This questions is cross-posted from MathOverflow
A little background: As far as I know there is no standard definition of a quantum cellular automaton in the literature. Different authors use different definitions. Here I propose my own definition (though I probably consider it my own out of ignorance rather than originality). This definition seems very natural but immediately raises several questions which I find difficult to answer. Here I ask the two questions that seem the most fundumental. Here it goes:
Fix $V$ a complex inner product vector space of finite dimension $n$. Consider $A$ the *-algebra End($V$). Take $\Gamma = \mathbb{Z}^d$ a lattice. Define the *-algebra $A_\Gamma$ (quantum cellular automaton observables) in the following manner. Assign to each element $x$ of $\Gamma$ a copy $A_x$ of $A$. To each finite subset $S$ of $\Gamma$ we can correspond the *-algebra $A_S$ defined by
$A_S$ := Tensor product of $A_x$ over $x \in S$
For two finite subsets $S$, $R$ of $\Gamma$ with $S$ contained in $R$ we have the morphism
$i_{S,R}$: $A_S \rightarrow A_R$
obtained by tensoring with $1 \in A_y$ for all $y \in R\backslash S$. We define $A_\Gamma$ to be the direct limit of $A_S$ w.r.t. $S$.

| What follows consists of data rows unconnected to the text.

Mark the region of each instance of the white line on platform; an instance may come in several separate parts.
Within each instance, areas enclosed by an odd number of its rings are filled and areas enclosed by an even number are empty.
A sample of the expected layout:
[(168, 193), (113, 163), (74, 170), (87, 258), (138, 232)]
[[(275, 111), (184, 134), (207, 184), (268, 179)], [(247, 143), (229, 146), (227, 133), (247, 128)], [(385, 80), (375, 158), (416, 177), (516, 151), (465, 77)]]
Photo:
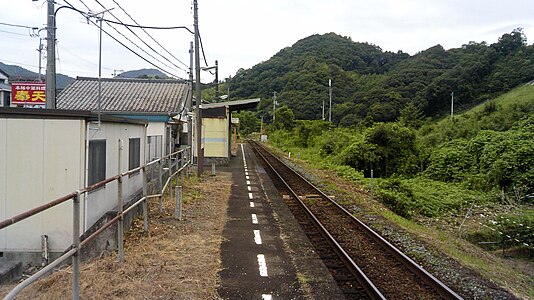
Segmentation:
[(246, 167), (247, 160), (245, 159), (245, 148), (243, 147), (243, 144), (241, 144), (241, 152), (243, 153), (243, 164), (245, 164), (245, 167)]
[(258, 254), (258, 266), (260, 269), (260, 276), (267, 277), (267, 262), (265, 261), (265, 255)]
[(256, 230), (256, 229), (254, 229), (254, 242), (256, 242), (256, 244), (258, 244), (258, 245), (261, 245), (260, 231)]

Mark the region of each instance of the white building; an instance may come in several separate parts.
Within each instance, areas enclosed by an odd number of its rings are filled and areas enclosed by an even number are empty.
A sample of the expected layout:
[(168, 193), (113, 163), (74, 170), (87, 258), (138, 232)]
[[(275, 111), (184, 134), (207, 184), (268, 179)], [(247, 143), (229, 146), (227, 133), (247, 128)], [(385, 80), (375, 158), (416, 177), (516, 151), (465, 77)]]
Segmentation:
[[(144, 163), (145, 121), (95, 121), (87, 111), (0, 108), (0, 221)], [(123, 190), (125, 199), (142, 190), (141, 175), (126, 176)], [(116, 206), (116, 181), (83, 197), (80, 234)], [(72, 221), (68, 201), (1, 229), (0, 261), (40, 261), (42, 235), (51, 253), (62, 253)]]
[[(78, 77), (57, 98), (58, 109), (100, 110), (105, 115), (147, 120), (147, 159), (168, 154), (187, 144), (186, 102), (191, 84), (184, 80), (102, 78), (98, 99), (98, 78)], [(187, 107), (187, 106), (186, 106)], [(176, 121), (178, 120), (178, 121)], [(172, 152), (172, 151), (171, 151)]]
[(8, 107), (11, 103), (11, 86), (9, 76), (0, 70), (0, 107)]

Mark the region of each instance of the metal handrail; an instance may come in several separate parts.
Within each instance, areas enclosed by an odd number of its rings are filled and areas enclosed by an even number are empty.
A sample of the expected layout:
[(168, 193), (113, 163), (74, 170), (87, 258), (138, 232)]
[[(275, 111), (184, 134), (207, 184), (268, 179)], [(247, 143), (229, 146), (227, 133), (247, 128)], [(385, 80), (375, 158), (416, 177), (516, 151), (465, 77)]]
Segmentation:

Denote $T_\Gamma$ the group of translations of $\Gamma (Z^d)$. $T_\Gamma$ acts on $A_\Gamma$ in the obvious manner.
A quantum cellular automaton is defined to be a *-endomorphism of $A_\Gamma$ commuting with the action of $T_\Gamma$. An invertible quantum cellular automaton is defined to be a *-automorphism of $A_\Gamma$ commuting with the action of $T_\Gamma$. The 1st question is:
Are all quantum cellular automata invertible?
Any unit vector $v \in V$ defines a state
$\phi_v$: $A_\Gamma \rightarrow C$
in the following manner. Suppose $S$ is a finite subset of $\Gamma$ and for any $x \in S$, $a_x$ is an element of $A_x$. Then we have $a_S$ an element of $A_S$ (and hence of $A_\Gamma$) defined by
$a_S$ := tensor product of $a_x$ over $x \in S$
We then define
$\phi_v(a_S)$ := product of $(v, a_x v)$ over $x \in S$
It is easy to see this extends uniquely to a linear map $\phi_v$: $A_\Gamma \rightarrow C$ and that the map is a state.

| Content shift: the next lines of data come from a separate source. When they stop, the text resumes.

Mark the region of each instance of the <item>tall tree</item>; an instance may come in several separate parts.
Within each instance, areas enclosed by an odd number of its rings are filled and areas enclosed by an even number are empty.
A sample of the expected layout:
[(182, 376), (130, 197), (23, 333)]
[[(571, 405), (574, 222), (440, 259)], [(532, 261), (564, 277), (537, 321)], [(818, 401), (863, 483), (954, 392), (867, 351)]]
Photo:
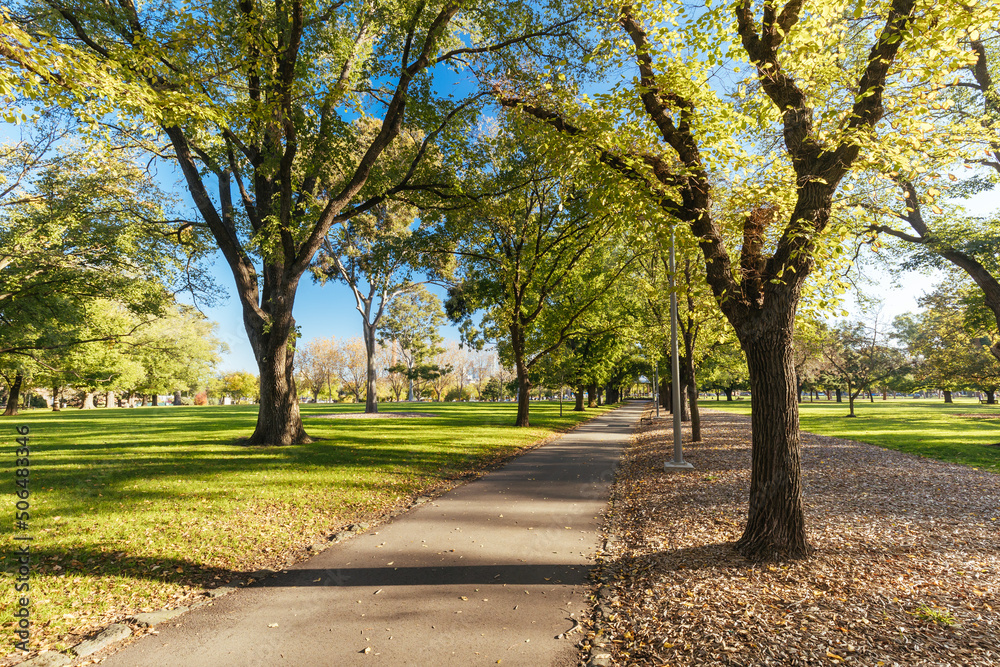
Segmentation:
[(877, 315), (870, 322), (844, 322), (830, 333), (823, 356), (847, 385), (847, 416), (857, 417), (855, 399), (891, 377), (903, 364), (902, 353), (888, 346), (888, 331)]
[[(488, 70), (501, 52), (533, 57), (519, 46), (565, 33), (540, 27), (548, 19), (535, 8), (308, 0), (209, 0), (196, 9), (128, 0), (14, 5), (26, 33), (75, 49), (79, 62), (103, 72), (103, 90), (125, 91), (112, 100), (119, 127), (134, 129), (137, 141), (150, 130), (166, 137), (232, 272), (260, 370), (249, 444), (308, 440), (295, 392), (292, 310), (323, 239), (394, 194), (447, 188), (440, 179), (420, 182), (415, 170), (471, 100), (437, 95), (433, 76), (469, 65)], [(11, 51), (0, 56), (31, 66), (24, 49)], [(72, 66), (64, 69), (62, 76), (73, 75)], [(373, 137), (352, 129), (359, 115), (376, 121)], [(389, 186), (366, 189), (404, 120), (424, 133), (408, 156), (413, 168)]]
[[(413, 142), (414, 137), (402, 139)], [(399, 294), (420, 284), (413, 280), (414, 269), (423, 258), (434, 257), (419, 253), (413, 242), (415, 217), (414, 207), (384, 201), (331, 229), (313, 267), (320, 282), (343, 282), (354, 295), (368, 360), (366, 413), (378, 412), (376, 340), (385, 309)]]
[(313, 395), (313, 400), (319, 400), (324, 389), (332, 400), (333, 382), (337, 379), (340, 363), (340, 349), (334, 338), (313, 338), (299, 345), (295, 366), (299, 370), (300, 386)]
[[(397, 364), (390, 372), (406, 375), (409, 388), (406, 400), (414, 400), (414, 386), (430, 379), (436, 366), (430, 359), (441, 352), (441, 334), (438, 329), (445, 322), (441, 299), (423, 285), (408, 290), (396, 298), (389, 306), (382, 322), (379, 342), (383, 345), (395, 344), (399, 352)], [(419, 394), (419, 391), (417, 392)]]
[(528, 426), (532, 369), (578, 333), (581, 317), (642, 250), (619, 242), (620, 210), (599, 207), (585, 189), (600, 174), (560, 173), (516, 120), (507, 128), (483, 142), (480, 164), (469, 167), (484, 194), (436, 231), (458, 257), (449, 316), (481, 317), (483, 333), (503, 340), (517, 373), (514, 425)]
[[(887, 90), (912, 94), (895, 87), (894, 66), (919, 70), (922, 81), (940, 80), (957, 66), (954, 28), (970, 22), (960, 11), (918, 7), (916, 0), (859, 3), (859, 19), (824, 0), (761, 4), (738, 0), (698, 16), (684, 15), (680, 5), (616, 6), (613, 20), (625, 39), (609, 38), (598, 54), (615, 67), (625, 54), (637, 76), (597, 104), (587, 100), (586, 112), (564, 101), (568, 91), (529, 95), (496, 85), (503, 104), (632, 178), (637, 193), (698, 239), (708, 283), (746, 354), (754, 396), (749, 511), (736, 545), (752, 560), (812, 551), (792, 336), (803, 285), (831, 233), (838, 188), (862, 150), (875, 150)], [(670, 30), (671, 23), (681, 28)], [(864, 42), (866, 50), (854, 46)], [(934, 62), (921, 61), (931, 49)], [(712, 84), (720, 62), (730, 71), (748, 64), (753, 73), (728, 98)], [(622, 118), (628, 121), (618, 126)], [(734, 134), (749, 127), (767, 139), (754, 134), (749, 143), (734, 143)], [(652, 137), (660, 143), (650, 149)], [(781, 152), (756, 150), (779, 141)], [(731, 183), (727, 209), (743, 211), (738, 261), (713, 200), (720, 181)]]
[[(965, 8), (972, 12), (974, 9)], [(995, 8), (989, 11), (994, 11)], [(980, 29), (989, 30), (986, 35)], [(890, 220), (873, 222), (869, 231), (888, 234), (909, 244), (914, 264), (950, 263), (964, 271), (982, 290), (992, 312), (994, 342), (991, 352), (1000, 361), (1000, 208), (983, 216), (971, 215), (961, 202), (977, 191), (1000, 184), (1000, 32), (996, 17), (990, 25), (984, 13), (962, 35), (968, 66), (953, 81), (937, 86), (917, 100), (930, 106), (931, 123), (906, 123), (894, 133), (897, 149), (883, 156), (883, 171), (901, 191), (901, 201), (883, 204)], [(907, 109), (907, 111), (911, 111)], [(928, 141), (925, 133), (934, 133)], [(958, 178), (957, 167), (974, 169), (974, 176)], [(947, 176), (947, 177), (946, 177)], [(947, 201), (951, 199), (952, 201)], [(904, 223), (908, 229), (900, 229)]]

Fix $v$ in $V$. We construct the Hilbert space $H_v$ in the following manner. Choose $v_1$ ... $v_n$ an orthonormal basis of $V$ s.t. $v_1 = v$. Consider maps
$\alpha: \Gamma \rightarrow \{1 ... n\}$
s.t. $\alpha(x) = 1$ for all $x$ except a finite set. Define $J$ to be the set of such $\alpha$. To each $\alpha \in J$ we assign the basis vector $\Psi_\alpha$ of $H_v$, thought of as
$\Psi_\alpha$ := tensor product of $v_\alpha(x)$ over $x \in \Gamma$
Thus $H_v$ is defined to be $l^2(J)$. It is easy to see that $H_v$ thus defined depends only on $v$ and not on $v_2$ ... $v_n$ i.e. that for any two choices of $v_2$ ... $v_n$, there is a canonical isomorphism between the corresponding Hilbert spaces.
There is a natural *-homomorphism
$\rho$: $A_\Gamma \rightarrow B(H_v)$
where $B(H_v)$ is the *-algebra of bounded operators on $H_v$. Thus, any unit vector $\Psi \in H_v$ defines a state
$\phi_\Psi$: $A_\Gamma \rightarrow C$
by
$\phi_\Psi(a) = (\Psi, \rho(a) \Psi)$
Now, fix an invertible quantum cellular automaton $f$: $A_\Gamma \rightarrow A_\Gamma$. Suppose $v$ in $V$ is s.t. $\phi_v$ is $f$-invariant. Then $f$ is called $v$-representable if there exists
$U$: $H_v \rightarrow H_v$
a unitary operator s.t. for any $\Psi \in H_v$ we have
$\phi_U \Psi = f^*(\phi_\Psi)$
It is clear that if such $U$ exists it is unique.
The 2nd question is:
Is any invertible quantum cellular automaton $v$-representable for any $v$ with $\phi_v$ $f$-invariant?